The golden showerbaths have not only made Dombey proud and sullen, but also left him pretty incompetent as a man of affairs. His talk is never of the family, always of the firm, but what does the firm mean to him? He is impatient for Paul to grow up - Blimber's forcing academy is 'the way indeed to be Dombey and Son, and have money'. (D&S chll p208) Here the clause and have money has the sound of an afterthought, as though for Dombey the firm is more important even than the ostensible reason for its existence, money-making. This is the reality of the golden shower in which Dombey has been drenched since childhood:

Coop any son or daughter of our mighty mother within narrow range, and bind the prisoner to one idea, and foster it by servile worship of it on the part of the few timid or designing people standing round, and what is Nature to the willing captive who has never risen up upon the wings of a free mind - drooping and useless soon - to see her in her comprehensive truth!

(D&S ch47 p737)

Business, for Dombey, is not a rational pursuit of self-interest, but the acting out of an obsession, of his compulsion to 'be Dombey and Son', to fit himself to his 'one idea'.

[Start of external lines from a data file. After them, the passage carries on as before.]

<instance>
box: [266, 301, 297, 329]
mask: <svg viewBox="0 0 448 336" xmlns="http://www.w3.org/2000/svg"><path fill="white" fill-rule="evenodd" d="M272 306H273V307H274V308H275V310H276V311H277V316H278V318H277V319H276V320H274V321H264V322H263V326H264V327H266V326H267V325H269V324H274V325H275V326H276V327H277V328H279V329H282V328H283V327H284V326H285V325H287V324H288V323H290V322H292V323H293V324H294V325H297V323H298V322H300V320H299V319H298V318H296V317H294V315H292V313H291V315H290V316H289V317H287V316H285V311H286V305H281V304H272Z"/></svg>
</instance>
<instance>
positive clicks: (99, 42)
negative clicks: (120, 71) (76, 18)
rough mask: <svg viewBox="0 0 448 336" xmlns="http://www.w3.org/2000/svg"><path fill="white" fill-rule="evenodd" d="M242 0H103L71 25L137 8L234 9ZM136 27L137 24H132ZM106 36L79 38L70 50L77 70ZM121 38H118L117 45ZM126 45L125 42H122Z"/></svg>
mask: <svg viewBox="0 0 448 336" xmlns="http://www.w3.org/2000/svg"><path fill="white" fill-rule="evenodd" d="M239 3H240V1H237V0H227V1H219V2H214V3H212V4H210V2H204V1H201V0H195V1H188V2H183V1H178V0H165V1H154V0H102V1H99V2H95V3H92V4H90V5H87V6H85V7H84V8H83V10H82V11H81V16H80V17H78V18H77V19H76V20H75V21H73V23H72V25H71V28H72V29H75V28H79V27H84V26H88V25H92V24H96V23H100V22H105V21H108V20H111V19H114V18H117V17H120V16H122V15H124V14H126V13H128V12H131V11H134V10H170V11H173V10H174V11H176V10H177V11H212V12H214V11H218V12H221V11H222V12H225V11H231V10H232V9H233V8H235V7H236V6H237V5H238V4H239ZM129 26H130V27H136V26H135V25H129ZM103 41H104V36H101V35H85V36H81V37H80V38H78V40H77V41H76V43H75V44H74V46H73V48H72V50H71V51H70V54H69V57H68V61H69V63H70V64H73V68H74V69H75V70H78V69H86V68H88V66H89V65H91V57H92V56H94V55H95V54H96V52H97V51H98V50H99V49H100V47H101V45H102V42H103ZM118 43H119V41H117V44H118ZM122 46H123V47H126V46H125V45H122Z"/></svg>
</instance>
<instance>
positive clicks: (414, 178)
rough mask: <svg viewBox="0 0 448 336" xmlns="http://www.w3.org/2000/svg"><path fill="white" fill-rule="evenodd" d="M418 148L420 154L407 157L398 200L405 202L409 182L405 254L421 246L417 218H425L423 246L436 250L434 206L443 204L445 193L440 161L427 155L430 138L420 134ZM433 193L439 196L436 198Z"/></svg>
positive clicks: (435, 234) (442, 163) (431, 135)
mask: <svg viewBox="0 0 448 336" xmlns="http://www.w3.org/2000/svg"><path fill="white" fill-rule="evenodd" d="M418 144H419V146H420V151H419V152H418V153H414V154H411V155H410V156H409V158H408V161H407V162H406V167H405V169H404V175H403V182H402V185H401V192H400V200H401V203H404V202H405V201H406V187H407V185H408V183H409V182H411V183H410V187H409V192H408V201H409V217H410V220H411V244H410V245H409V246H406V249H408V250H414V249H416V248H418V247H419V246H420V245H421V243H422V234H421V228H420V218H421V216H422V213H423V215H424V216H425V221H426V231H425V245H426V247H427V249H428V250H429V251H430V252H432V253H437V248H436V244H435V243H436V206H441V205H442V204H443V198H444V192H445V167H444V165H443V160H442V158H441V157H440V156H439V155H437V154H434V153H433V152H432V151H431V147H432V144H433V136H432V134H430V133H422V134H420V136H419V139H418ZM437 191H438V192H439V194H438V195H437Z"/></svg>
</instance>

His thoughts, on the birth of his long-awaited son, turn to his own father - not unnaturally, but there is something odd about the way he expresses it:

'... I wish his grandfather were alive this day! There is some inconvenience in the necessity of writing Junior,' said Mr Dombey, making a fictitious autograph on his knee; 'but it is merely of a private and personal complexion. It doesn't enter into the correspondence of the House. Its signature remains the same.' And again he said 'Dombey and Son,' in exactly the same tone as before.

What is behind this grotesque association of ideas? It shows Dombey's preoccupation with the forms of business practice, and it shows that he has a curious grasp of the details of his fantasy.15 Perhaps the suggestion is that Dombey, for so long unable to produce a son, has felt a nagging inadequacy in comparison with his father. My idea of him is of a man playing at being his own father. (Dombey's characteristic position is standing in front of the fire. We are told that Carker has copied it from his chief - and we might ask, whom did Dombey himself copy it from, if not from his father.) There is no clear justification for this idea in the text, but at least we can say that his whole reaction to the birth of his son, with his extraordinary indifference to the suffering and death of his wife, is the reaction not just of an arrogant and callous man, but of a mentally unbalanced man.